Most young children have flat feet, at least the flexible kind in which arches flatten when standing but re-emerge when not bearing weight. This is normal—there are usually no symptoms and most kids grow out of it eventually.
However, some forms of pediatric flat feet, such as tarsal coalition are more serious. In this condition, tarsal bones in the hindfoot—usually some combination of the talus, navicular, and heel bone—become connected or fused, often causing stiffness, pain, and rigid flat feet as the child grows.
Identifying Tarsal Coalition and Its Symptoms
Although tarsal coalition is usually already present at birth, in many cases it isn’t identified until early adolescences or even adulthood. Children’s skeletons are still soft and flexible; the pain and stiffness of a tarsal coalition may not arrive until the bones mature, harden, and eventually grow into one another, connected by bone or tough cartilage.

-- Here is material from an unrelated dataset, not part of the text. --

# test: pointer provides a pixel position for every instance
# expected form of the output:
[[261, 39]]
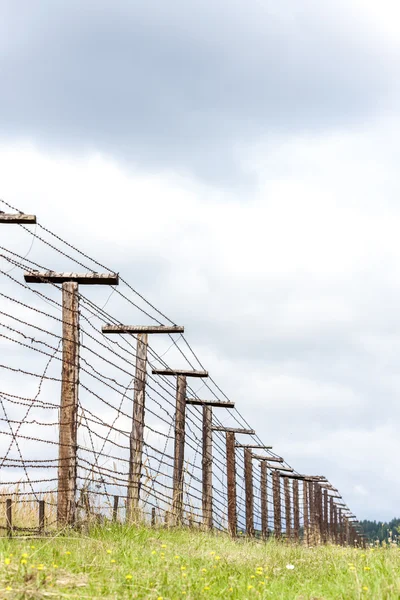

Relatively minor cases may never cause significant noticeable symptoms, remaining undiscovered indefinitely. For those less fortunate, however, symptoms often appear around age 8 to age 16 and may include:
- Stiffness and pain, particularly in the ankle and back half of the foot
- A rigid flat foot
- Feet and legs that tired quickly during activity
- Muscle spasms
Tarsal coalition affects either one or both feet with roughly equal frequency. In most cases a physical examination and digital X-rays will be required to confirm a diagnosis.
Treating Tarsal Coalition Conservatively
We know what you’re thinking, and the good news is no, not all cases require surgery. In fact, most cases can be adequately managed via conservative therapies, and no treatment is necessary if there are no symptoms.
A typical conservative approach to tarsal coalition may include:
- Shoe inserts or orthotics. The right insert will be determined on a case-by-case basis, but may include arch supports, heel cups, wedges, or other pieces. Custom orthotics are created using a mold or scan of the affected foot and crafted specifically to distribute weight away from the affected area.
- Physical therapy. Massage, ultrasound therapy, and exercises to improve flexibility and range of motion may be recommended.
- Immobilization. A temporary boot or cast protects the foot long enough for pain and swelling to subside.
- Rest, ice, OTC pain relievers, and/or steroid injections may also be considered to provide temporary pain relief.
Tarsal Coalition Surgery
If conservative treatments do not provide adequate relief, then we may consider surgery. The decision about whether or not to pursue surgery, as well as which procedure (or procedures) to select, will depend on things like the size and location of the coalition, the age and health status of the patient, and other factors.
The two most common procedures are:
- Resection. Here, the connecting tissue holding bones together is removed and replaced with softer tissues transplanted from elsewhere. This is the most common and preferred type of surgery, as it does the best job at preserving a natural foot motion.
- Fusion. In severe cases with more extensive pain or deformity, permanently fusing the bones to prevent painful joint movement may be required. This will of course lock certain joints into place and restrict certain motions; however, most people can still learn to participate in normal physical activities successfully, without pain.